Review of inquests

The Ministry of Justice has published the final report of an evidence based review of the provision of legal aid for inquests.


Review of Legal Aid for Inquests


An inquest is a public hearing, conducted by a Coroner in a Coroner’s Court, which seeks to establish who the deceased was and how, when and where they came by their death.

Whilst this process can be traumatic for the bereaved family, the search to find out what happened is important in helping them to understand and make sense of their loss.

The Government is determined to ensure that bereaved families are properly supported and able to participate in the inquest process. This includes providing legal aid in cases where it may be needed.

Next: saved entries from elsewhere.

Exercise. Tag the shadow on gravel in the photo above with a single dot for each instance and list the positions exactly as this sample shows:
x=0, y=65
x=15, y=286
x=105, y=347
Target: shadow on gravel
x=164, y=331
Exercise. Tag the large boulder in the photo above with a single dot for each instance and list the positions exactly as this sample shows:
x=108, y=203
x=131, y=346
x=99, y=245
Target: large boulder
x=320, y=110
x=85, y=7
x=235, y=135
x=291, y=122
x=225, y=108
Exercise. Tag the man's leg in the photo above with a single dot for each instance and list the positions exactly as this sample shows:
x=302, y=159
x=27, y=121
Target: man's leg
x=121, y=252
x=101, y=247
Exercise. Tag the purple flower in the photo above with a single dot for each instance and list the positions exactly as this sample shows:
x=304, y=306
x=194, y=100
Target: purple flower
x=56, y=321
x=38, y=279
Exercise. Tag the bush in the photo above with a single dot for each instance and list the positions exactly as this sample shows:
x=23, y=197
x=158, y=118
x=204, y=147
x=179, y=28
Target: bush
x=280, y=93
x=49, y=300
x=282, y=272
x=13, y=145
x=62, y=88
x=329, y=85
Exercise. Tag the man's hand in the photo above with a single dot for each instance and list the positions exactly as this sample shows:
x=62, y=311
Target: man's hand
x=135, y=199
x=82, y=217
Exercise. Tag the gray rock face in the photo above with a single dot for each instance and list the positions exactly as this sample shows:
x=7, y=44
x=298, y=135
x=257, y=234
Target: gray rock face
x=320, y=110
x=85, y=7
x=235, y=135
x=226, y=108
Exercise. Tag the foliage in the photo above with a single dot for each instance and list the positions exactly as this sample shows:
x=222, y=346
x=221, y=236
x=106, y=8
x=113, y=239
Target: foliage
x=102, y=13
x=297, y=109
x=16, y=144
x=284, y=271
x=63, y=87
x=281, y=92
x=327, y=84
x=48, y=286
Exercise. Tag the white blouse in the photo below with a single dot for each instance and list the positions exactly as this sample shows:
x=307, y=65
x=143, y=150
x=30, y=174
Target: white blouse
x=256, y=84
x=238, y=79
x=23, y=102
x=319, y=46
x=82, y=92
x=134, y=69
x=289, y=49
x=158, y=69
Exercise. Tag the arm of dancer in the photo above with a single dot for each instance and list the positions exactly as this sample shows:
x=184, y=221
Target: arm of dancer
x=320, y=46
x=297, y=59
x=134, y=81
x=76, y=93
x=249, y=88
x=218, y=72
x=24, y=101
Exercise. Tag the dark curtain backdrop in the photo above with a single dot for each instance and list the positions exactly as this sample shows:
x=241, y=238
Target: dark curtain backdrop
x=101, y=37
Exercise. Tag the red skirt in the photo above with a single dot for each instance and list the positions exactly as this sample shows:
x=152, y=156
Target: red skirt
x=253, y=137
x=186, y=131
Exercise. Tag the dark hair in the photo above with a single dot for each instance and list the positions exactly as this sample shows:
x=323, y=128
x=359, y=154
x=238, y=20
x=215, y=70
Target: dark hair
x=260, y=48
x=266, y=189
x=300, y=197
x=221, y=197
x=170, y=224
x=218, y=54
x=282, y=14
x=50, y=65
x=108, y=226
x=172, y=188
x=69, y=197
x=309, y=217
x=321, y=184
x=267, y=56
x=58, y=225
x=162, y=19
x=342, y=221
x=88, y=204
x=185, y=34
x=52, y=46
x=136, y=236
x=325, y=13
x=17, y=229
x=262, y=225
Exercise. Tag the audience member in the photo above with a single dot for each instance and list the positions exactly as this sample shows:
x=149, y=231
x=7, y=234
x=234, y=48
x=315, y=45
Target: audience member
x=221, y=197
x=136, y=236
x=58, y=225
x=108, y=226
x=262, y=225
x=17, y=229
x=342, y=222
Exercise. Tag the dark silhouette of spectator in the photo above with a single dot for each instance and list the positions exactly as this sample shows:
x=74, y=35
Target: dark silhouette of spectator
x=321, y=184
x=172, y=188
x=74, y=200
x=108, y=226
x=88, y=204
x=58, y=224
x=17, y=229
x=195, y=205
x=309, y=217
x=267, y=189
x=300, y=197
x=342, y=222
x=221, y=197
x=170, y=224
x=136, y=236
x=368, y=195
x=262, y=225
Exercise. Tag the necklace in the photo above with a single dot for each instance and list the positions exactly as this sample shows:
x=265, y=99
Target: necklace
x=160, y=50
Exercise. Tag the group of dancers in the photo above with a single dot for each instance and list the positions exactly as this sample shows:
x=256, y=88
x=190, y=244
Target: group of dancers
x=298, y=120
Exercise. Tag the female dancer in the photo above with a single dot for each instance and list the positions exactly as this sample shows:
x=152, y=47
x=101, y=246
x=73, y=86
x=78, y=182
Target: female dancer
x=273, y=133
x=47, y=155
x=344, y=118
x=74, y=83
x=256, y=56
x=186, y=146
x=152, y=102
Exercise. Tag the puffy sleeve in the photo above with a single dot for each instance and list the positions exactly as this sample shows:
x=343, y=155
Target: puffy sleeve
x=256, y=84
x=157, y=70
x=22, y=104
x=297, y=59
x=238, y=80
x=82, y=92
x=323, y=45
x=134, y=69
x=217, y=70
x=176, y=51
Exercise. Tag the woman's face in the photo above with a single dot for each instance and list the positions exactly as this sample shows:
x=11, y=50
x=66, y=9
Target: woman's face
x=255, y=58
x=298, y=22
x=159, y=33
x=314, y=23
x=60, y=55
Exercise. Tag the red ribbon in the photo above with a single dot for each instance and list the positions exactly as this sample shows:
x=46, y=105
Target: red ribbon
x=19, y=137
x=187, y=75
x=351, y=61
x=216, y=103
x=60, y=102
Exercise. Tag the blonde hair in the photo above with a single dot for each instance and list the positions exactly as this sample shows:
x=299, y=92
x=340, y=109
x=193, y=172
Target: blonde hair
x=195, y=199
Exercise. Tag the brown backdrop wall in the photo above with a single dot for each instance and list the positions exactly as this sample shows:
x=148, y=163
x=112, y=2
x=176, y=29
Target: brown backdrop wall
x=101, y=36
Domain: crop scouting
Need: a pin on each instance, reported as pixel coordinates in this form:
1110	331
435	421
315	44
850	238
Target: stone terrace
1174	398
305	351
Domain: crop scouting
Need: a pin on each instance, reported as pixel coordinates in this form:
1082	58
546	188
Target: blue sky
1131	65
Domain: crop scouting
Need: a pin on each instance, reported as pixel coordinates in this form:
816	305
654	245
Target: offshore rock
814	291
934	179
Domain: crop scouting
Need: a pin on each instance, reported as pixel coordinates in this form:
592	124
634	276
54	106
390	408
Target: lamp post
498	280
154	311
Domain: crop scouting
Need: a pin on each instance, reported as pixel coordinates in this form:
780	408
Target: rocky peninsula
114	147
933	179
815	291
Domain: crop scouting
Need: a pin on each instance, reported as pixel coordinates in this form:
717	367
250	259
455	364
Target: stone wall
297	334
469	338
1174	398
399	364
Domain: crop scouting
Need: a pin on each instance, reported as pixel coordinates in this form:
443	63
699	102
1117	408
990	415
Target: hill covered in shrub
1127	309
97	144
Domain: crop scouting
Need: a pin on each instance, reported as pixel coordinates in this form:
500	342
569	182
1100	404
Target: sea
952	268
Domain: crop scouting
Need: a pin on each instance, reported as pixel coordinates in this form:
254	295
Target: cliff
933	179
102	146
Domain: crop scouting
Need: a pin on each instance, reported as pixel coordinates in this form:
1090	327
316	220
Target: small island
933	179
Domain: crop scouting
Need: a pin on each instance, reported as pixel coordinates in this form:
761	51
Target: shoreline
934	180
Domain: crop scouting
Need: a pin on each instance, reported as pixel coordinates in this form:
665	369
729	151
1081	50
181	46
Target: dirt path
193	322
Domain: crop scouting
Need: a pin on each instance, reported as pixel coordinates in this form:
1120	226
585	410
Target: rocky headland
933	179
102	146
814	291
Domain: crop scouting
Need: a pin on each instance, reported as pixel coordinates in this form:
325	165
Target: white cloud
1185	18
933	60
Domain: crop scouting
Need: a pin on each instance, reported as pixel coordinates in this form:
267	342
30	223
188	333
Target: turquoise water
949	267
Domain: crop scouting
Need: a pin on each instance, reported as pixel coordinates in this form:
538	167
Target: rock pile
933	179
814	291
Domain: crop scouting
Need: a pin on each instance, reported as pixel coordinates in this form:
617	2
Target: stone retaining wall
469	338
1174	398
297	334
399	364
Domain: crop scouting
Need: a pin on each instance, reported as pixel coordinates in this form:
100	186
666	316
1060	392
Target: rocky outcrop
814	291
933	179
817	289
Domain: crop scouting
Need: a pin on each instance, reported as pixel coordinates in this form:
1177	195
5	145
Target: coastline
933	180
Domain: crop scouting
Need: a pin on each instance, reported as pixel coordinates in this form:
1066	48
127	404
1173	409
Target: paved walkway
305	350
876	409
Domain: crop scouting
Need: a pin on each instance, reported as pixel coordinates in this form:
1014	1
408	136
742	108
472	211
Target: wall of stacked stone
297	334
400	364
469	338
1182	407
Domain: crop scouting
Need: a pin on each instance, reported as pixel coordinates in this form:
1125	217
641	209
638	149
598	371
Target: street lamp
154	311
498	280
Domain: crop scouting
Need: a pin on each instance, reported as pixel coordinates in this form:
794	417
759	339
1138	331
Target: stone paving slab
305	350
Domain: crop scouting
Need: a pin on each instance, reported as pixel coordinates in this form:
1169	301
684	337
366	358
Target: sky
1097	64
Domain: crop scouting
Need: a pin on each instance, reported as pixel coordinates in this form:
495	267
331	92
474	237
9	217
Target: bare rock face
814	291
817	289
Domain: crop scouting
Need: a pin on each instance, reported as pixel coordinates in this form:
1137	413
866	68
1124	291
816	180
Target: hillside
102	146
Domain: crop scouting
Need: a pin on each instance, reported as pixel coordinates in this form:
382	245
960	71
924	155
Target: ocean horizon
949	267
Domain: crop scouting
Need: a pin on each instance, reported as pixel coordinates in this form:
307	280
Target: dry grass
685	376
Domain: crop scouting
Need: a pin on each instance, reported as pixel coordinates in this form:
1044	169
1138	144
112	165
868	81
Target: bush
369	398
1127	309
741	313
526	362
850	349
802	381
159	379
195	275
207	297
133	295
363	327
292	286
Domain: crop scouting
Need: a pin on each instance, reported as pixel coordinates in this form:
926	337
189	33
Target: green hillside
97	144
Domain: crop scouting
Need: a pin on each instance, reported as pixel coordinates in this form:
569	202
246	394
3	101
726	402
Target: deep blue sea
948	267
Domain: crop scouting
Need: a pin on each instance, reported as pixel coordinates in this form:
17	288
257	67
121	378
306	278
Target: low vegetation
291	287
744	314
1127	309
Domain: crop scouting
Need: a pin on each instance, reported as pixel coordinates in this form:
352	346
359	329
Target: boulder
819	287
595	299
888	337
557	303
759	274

It is important that people have confidence in every part of the justice system. The legal aid scheme is designed to make sure that those who are most vulnerable, and who have no other means of funding support, are provided with assistance.

It is in this light that in 2017 the then Lord Chancellor, the Rt Hon. David Lidington MP, announced that the Ministry of Justice would conduct a review of the current availability of legal aid at inquests.

This document serves as the final report of the review. It examines the evidence submitted as part of the review, considers the key concerns identified by respondents, and identifies potential areas for improvement to the inquest process as a whole.

In addition, the Ministry of Justice has also completed a separate post-implementation review (PIR) of Part 1 the Legal Aid, Sentencing and Punishment of Offenders Act 2012 (LASPO), which made changes to the provision of legal aid.

The Ministry of Justice has also completed a PIR of Part 2 of LASPO, which focuses on civil litigation costs.